Genotype × environment interaction: trade-offs between the agronomic performance and stability of durum (Triticum turgidum) wheat to stem-rust resistance in Kenya

Front Plant Sci. 2024 Jul 25:15:1427483. doi: 10.3389/fpls.2024.1427483. eCollection 2024.

Abstract

Stem rust significantly threatens durum wheat production, often resulting in substantial yield losses. To better understand resistance mechanisms and the stability of durum lines in stem rust-prone environments, this study evaluated 49 durum genotypes over three seasons at the Kenya Agricultural and Livestock Research Organization in Njoro. Utilizing 7 × 7 alpha lattice design, we assessed adult-plant resistance, monitored disease progression through final disease score (FDS) and area under the disease progress curve (AUDPC), and evaluated agronomic performance. Statistical analyses revealed significant seasonal and genotypic effects on FDS, AUDPC, spike length, and grain yield (p≤0.01; p≤0.001), with important genotype-by-season interactions (p≤0.05; p≤0.001). Broad-sense heritability for AUDPC was high at 0.91 and moderate at 0.35 for kernels per spike, underscoring the genetic basis of these traits. Notably, we observed negative correlations between disease parameters and agronomic traits, suggesting potential trade-offs. GGE biplot analysis singled out the first season (main season of 2019) as crucial for evaluating stem rust resistance and identified several durum lines, such as G45 and G48, as consistently resistant across all conditions. Furthermore, this analysis highlighted G45, G48, G176 and G189 as the highest yielding and most stable lines. The discovery of these resistant and high-performing genotypes is critical for enhancing durum breeding programs, helping to mitigate the impact of stem rust and improve yield stability.
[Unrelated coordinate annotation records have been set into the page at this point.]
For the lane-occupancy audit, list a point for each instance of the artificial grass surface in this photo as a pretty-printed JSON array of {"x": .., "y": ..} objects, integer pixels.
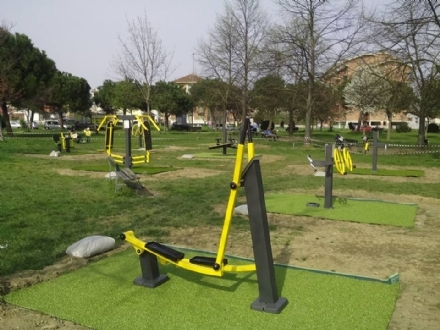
[
  {"x": 383, "y": 172},
  {"x": 102, "y": 296},
  {"x": 368, "y": 211},
  {"x": 135, "y": 169},
  {"x": 219, "y": 154}
]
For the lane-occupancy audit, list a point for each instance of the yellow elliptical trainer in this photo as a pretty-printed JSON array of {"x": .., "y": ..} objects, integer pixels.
[
  {"x": 249, "y": 178},
  {"x": 339, "y": 161},
  {"x": 144, "y": 133}
]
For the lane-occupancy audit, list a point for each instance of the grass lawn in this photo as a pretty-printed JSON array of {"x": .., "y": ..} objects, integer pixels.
[
  {"x": 347, "y": 209},
  {"x": 102, "y": 296},
  {"x": 46, "y": 206}
]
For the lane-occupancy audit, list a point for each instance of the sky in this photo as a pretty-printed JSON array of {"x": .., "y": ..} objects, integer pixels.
[{"x": 81, "y": 36}]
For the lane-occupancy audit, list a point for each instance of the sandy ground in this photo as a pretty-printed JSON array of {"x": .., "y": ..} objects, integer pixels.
[{"x": 377, "y": 251}]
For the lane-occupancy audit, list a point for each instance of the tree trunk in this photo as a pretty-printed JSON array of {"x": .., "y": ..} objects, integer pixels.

Keywords: agronomic performance; durum wheat; genetic variation; genotype-environment interaction; stem rust.

Grants and funding

The author(s) declare financial support was received for the research, authorship, and/or publication of this article. This research received funding from Kenya Agricultural and Livestock Research Organization under the Delivery Genetic Gain in Wheat (DGGW) initiative, which is financed by the Bill and Melinda Gates Foundation and the United Kingdom Department for International Development (DFID). Further financial support was provided by the Accelerating Genetic Gain in Wheat (AGGW) project, funded by the Bill and Melinda Gates Foundation (BMGF), the Foreign and Commonwealth Development Office (FCDO), and the Foundation for Food and Agriculture Research (FFAR).